Database management systems (DBMS)
DBMS is a system used to improve and manage database storage. MySQL DBMS was chosen because of the developer's expertise.
Communication protocol selection
The HTTP and MQTT communication protocols were selected as the major client-server and endpoint protocols, respectively. HTTP is a document-centric communication protocol, making it a sensible choice for the user side given that its main purpose is to supply content, in this case HTML pages.

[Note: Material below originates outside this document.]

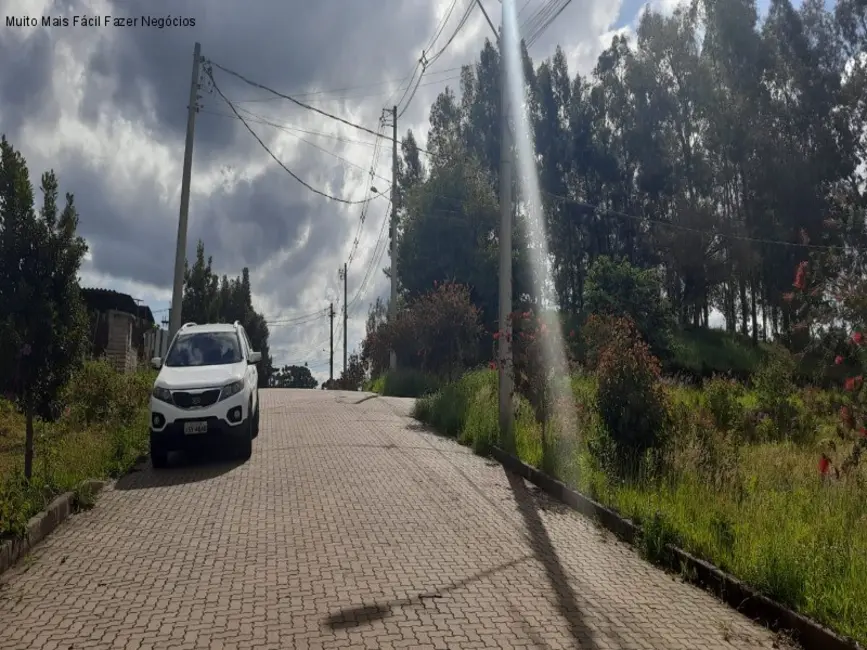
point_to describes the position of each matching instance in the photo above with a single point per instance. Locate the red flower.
(846, 417)
(801, 276)
(824, 465)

MQTT is a data-centric protocol that is more efficient than HTTP for sending data that consists just of data, such as JavaScript Object Notation (JSON).
System data retrieving technique selection
Short polling was selected as the data retrieving method to create the system rapidly due to the short time frame of the project.
TensorFlow
TensorFlow was selected as the library to perform the deep learning computation. TensorFlow is a sophisticated and highly effective deep learning package with robust visualization features and several alternatives for high-level model construction.